Sakın üzülme sen doğru olanı yaptın
Volkan Demirel’e yaşadıklarının ardından bir büyük destek de takım arkadaşı Diego’dan geldi. Sambacı, milli kaleciye “Yaşadıkların seni üzmesin. Sen doğru olanı yaptın. İnandığın doğruyu yaptıysan kimse bu kararını sorgulayamaz” diye
konuştu.
Umarım bir gün onların Kızlarına küfür etmezler
Volkan, kendisini haksız bulanlara çıkıştı ve eleştirileri kabul etmediğini söyledi...

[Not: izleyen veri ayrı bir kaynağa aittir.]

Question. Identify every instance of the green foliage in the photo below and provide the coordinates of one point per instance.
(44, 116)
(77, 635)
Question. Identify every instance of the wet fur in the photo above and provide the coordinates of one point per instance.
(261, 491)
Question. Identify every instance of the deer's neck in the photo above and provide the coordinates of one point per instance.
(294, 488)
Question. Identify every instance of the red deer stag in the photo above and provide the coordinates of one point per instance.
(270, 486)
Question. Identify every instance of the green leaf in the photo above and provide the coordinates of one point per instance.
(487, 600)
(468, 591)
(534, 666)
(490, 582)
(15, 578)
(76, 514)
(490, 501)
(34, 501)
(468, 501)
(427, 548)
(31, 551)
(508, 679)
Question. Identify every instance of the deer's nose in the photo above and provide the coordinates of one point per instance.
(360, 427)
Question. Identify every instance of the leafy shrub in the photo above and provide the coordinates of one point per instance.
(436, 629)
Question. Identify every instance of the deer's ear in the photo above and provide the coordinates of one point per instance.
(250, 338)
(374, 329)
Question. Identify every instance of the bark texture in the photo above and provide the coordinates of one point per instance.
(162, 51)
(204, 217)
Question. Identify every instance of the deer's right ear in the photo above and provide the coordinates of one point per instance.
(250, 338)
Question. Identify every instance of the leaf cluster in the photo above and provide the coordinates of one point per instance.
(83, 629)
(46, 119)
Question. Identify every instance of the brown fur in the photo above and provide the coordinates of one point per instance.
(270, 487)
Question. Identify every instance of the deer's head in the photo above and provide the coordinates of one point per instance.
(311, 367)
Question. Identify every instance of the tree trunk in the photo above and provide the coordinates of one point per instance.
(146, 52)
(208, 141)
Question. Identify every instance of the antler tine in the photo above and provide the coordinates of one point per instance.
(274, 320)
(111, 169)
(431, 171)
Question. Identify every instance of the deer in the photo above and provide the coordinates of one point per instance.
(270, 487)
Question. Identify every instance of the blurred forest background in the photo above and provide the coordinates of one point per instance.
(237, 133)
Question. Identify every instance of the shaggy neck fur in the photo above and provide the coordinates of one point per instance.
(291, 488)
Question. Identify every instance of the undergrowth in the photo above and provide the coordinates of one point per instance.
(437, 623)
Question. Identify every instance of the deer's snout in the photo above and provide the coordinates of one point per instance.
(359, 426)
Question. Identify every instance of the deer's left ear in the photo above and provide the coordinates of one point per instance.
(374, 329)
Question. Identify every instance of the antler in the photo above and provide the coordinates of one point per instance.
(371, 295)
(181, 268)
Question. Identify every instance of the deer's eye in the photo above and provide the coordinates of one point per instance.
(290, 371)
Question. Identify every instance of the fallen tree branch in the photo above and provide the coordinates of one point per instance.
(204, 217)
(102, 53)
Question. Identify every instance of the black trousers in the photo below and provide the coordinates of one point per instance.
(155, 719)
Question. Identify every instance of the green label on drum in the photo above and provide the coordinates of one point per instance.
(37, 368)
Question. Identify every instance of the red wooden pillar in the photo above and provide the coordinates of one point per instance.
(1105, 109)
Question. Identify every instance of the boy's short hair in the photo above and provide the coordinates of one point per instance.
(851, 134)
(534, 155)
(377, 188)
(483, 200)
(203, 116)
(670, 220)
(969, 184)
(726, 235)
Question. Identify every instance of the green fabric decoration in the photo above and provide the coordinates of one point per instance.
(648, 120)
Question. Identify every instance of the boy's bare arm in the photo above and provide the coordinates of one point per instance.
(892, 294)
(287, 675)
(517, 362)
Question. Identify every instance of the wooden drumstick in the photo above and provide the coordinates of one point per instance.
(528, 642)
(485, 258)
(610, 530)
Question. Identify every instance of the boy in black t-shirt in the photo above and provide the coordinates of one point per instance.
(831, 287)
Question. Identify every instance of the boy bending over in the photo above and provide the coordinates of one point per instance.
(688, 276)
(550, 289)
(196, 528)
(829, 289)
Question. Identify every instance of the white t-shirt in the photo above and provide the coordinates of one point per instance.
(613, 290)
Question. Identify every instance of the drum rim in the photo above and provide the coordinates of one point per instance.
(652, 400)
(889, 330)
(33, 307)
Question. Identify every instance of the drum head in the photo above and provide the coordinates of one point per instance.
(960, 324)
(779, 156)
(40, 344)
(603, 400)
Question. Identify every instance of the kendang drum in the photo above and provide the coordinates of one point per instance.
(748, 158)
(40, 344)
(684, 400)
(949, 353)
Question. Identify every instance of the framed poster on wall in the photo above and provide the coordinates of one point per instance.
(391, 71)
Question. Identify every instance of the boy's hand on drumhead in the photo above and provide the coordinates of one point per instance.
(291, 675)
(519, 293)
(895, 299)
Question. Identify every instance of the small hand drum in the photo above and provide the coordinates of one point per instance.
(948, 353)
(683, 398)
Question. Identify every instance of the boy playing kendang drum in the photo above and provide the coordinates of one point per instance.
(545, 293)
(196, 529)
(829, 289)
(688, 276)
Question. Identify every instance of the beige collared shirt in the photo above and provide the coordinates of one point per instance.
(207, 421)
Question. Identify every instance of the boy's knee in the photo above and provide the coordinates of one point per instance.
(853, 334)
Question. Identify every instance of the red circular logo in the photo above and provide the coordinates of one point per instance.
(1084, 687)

“10 aylık kızıma küfür ettiler. Reyting ve tiraj için bana karşı ön yargılı yayın yapanları Allah’a havale ediyorum. Günün birinde onların evlatlarına aynı küfürler edilirse, tepkilerinin benden de ağır olacağı kesin.”
Volkan Demirel’i, Kazakistan maçı öncesi en çok yaralayan olay, 10 aylık olan kızı Yade’ye edilen küfürlerdi. Aslında sahadan çıkıp gitmesinin nedeni kendisine de çok ağır ifadeler kullanılmasıydı.
Ancak onu daha da üzen bazı spor programlarında bu küfürlerin normal olarak değerlendirilmesiydi. Buna içerlemişti. Bir türlü kabullenemiyordu. En büyük tepkiyi de buna gösterdi ve şunları söyledi...
“BENİ ÇOK İNCİTTİLER”
Sadece rayting ya da tiraj olsun diye bana karşı ön yargı ile yayın yapanları Allah’a havale ediyorum. Belki onların da kız çocukları vardır. Bir gün birileri de onların kızına, bana yapılanları yaparlarsa benden çok daha ağır tepkiler vereceklerine inanıyorum.
Umarım, onların kızları için hiç kimse o küfürleri sarfetmez. Kimse bana o küfürlerin normal olduğunu anlatamaz. Kimse kızıma küfür edilmesini, doğal karşılayamaz.
Sahalarımızda küfür var. Doğru. Koro halinde insanlar küfür ediyorlar. Esas incitici olan, milli formayı giydiğimizde rakip takım taraftarlarının bize küfür etmeleri. Onlar uğruna mücadele ettiğim insanlar bana küfredemez.